Many genes of multicellular organisms are alternatively spliced producing various protein isoforms which may be specific for certain tissue or developmental stage. To be precise it is often more advisable to say that expression level is measured for 1–2 exons instead of an entire gene (Bustin et al. 2009). To address the issue, it was recently proved that alternatively spliced domain of NDC1 (NAD(P)H dehydrogenase) gene, whose expression is relatively unresponsive to stress treatments, strongly affects the expression of the ACTIN2 reference gene in A. thaliana (Wallström et al. 2012). NDC1 expression is induced by light and is present in all plant organs but ratio of two alternatively spliced mRNAs (NDC1-1 and NDC 1-2) is different in various tissues. NDC1-2 consists of early stop codon because of additional nucleotides from intron 5 resulting in frameshift but it does not cause a major degradation of the transcript. T-DNA insertions in intron 5 which disrupted the reading frame of NDC1-2 proved that such change increases ACT2 expression by three to four-fold. This suggests an effect on the signaling paths for ACT2 gene expression and interactions between genes from separate functional domains. This example strongly emphasizes the complexity of signaling paths and underlines a caution approach to every studied genotype and reference gene, even such as ACT2 which is commonly used due to pair of primers commercially sold.
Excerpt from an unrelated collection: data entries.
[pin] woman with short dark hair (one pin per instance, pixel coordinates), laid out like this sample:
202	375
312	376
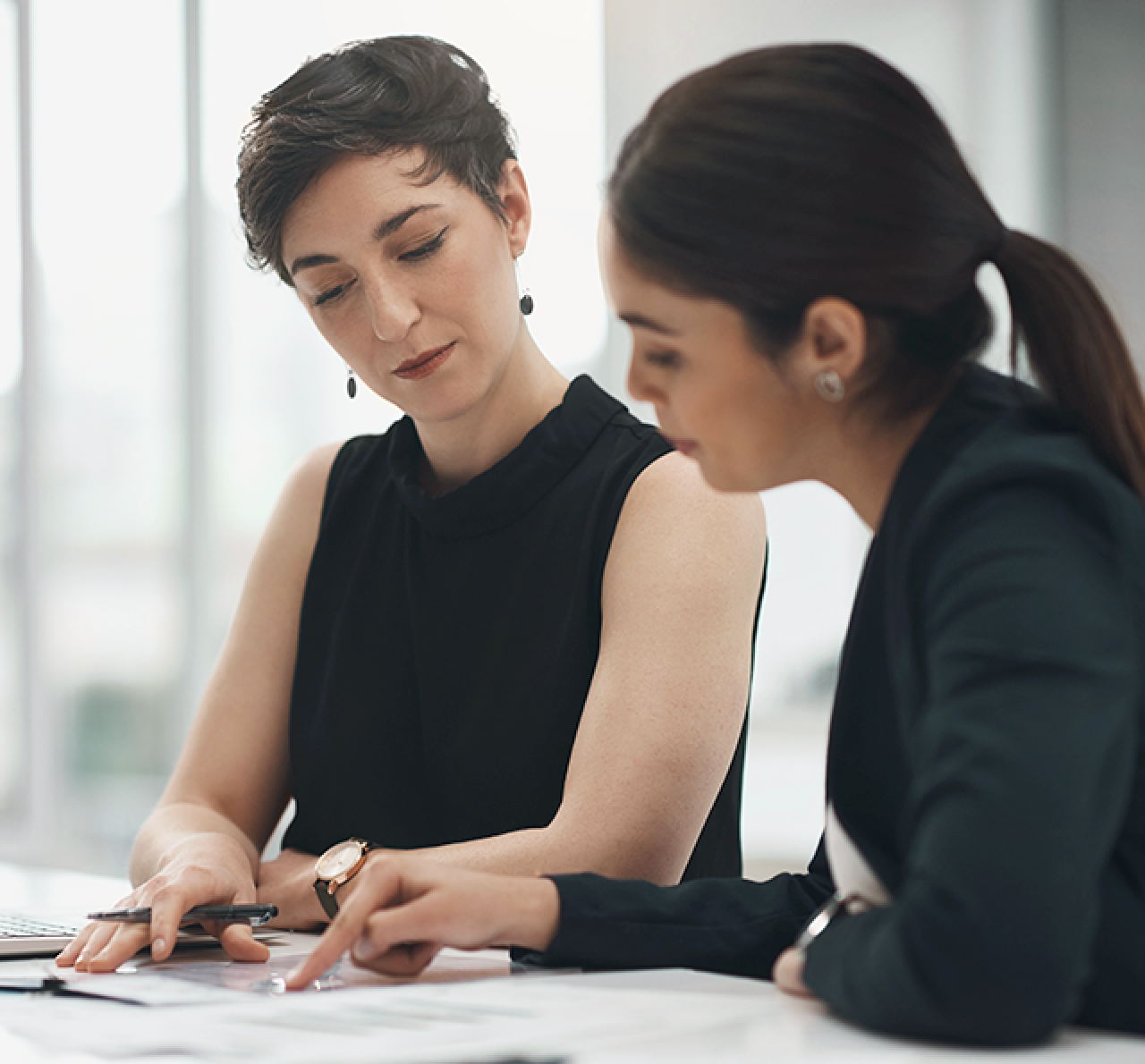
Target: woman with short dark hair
514	631
793	240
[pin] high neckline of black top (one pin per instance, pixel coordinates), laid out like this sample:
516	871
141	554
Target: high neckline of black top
511	487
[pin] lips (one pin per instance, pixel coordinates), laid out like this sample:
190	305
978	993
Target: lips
424	364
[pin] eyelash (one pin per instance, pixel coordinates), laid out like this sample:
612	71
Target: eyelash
417	254
426	249
663	359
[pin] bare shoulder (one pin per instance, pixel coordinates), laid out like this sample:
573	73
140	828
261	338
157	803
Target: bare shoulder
671	496
299	508
679	536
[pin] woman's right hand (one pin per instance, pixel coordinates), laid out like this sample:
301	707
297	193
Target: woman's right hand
208	868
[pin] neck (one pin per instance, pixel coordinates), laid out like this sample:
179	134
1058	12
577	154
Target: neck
458	450
865	460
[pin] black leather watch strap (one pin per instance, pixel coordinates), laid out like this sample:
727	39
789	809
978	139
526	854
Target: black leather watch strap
326	899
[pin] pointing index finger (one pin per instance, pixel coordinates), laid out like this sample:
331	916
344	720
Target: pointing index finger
378	888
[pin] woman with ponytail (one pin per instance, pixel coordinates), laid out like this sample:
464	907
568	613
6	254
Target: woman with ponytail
793	240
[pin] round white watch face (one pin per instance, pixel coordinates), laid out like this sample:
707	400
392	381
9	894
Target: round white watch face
338	859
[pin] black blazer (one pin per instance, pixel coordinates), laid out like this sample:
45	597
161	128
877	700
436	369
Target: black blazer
986	756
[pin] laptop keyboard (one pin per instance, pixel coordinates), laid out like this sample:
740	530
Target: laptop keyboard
20	927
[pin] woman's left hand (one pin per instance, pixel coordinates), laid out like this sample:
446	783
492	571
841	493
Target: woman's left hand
788	974
404	908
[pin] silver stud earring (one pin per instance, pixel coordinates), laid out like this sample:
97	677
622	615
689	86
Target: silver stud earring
829	385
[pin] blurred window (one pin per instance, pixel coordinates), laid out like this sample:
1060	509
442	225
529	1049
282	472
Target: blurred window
168	389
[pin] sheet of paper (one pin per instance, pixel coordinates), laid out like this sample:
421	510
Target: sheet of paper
438	1023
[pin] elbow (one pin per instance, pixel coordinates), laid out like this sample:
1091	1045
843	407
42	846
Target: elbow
613	856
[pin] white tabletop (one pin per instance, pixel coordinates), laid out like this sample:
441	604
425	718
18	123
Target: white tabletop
594	1018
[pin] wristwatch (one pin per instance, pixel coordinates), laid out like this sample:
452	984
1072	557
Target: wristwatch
820	920
336	866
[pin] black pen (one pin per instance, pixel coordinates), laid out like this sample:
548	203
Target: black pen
252	915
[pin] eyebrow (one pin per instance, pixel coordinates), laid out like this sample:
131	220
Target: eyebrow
384	229
638	320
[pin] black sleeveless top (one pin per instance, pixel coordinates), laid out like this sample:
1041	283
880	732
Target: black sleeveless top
446	646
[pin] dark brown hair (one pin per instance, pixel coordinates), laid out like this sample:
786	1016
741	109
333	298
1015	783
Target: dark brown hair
792	173
369	98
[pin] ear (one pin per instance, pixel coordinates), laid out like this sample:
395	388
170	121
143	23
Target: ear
834	338
516	205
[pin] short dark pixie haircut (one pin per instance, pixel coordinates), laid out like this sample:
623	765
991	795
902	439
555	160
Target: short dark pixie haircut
368	98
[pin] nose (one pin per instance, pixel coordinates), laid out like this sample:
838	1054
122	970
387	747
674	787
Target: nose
394	310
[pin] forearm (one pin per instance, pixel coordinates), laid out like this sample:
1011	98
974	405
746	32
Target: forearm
558	850
179	823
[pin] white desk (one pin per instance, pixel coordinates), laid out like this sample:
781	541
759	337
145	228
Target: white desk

Validation of reference genes

The absolute need of reference genes validation was underlined several times in this paper as was supported with numerous examples. This is necessary for proper normalization whose task is to compensate for the intra and inter-kinetic real-time RT-PCR variations that result from basic difficulties connected with the method (Chervoneva et al. 2010). The fundamental idea is to find a gene that will be characterized with undoubted stable expression, i.e., one that will be the same in every tissue and individual sample and will meet the criteria described previously for the reference genes. Several statistical approaches and algorithms were developed that enable identification of the most stably expressed gene. Validation is of course impossible for each individual gene present in the genome and can be carried out only for a few to several genes previously selected. That is why an important step is the selection of genes whose expression stability will be verified.

Selection of genes

First, structure and sequence of candidate genes should be recognized so the designed primers would always amplify the product that will reflect the actual amount of mRNA, both in the samples and in each individual (Andersen et al. 2004). For this purpose, primers never include fragments that contain the presence of gene polymorphism. Moreover, in the eukaryotic genome there is a mechanism of alternative splicing, as is observed for GAPDH for example (Barber et al. 2005). Therefore sequence of the primers should be chosen for each possible form of mRNA present in the organism. It is desirable to provide information of assessment of primers specificity to known splice variants and nucleotide polymorphisms that may be obtained through dedicated databases (Bustin et al. 2009). There is also a need to test whether the amplified product is specific and of appropriate length, i.e., exclude the possibility of amplification of non-functional copies of genes or pseudogenes (Andersen et al. 2004). To avoid this at least one primer should be placed in a position distant from sites that may also be present in pseudogenes.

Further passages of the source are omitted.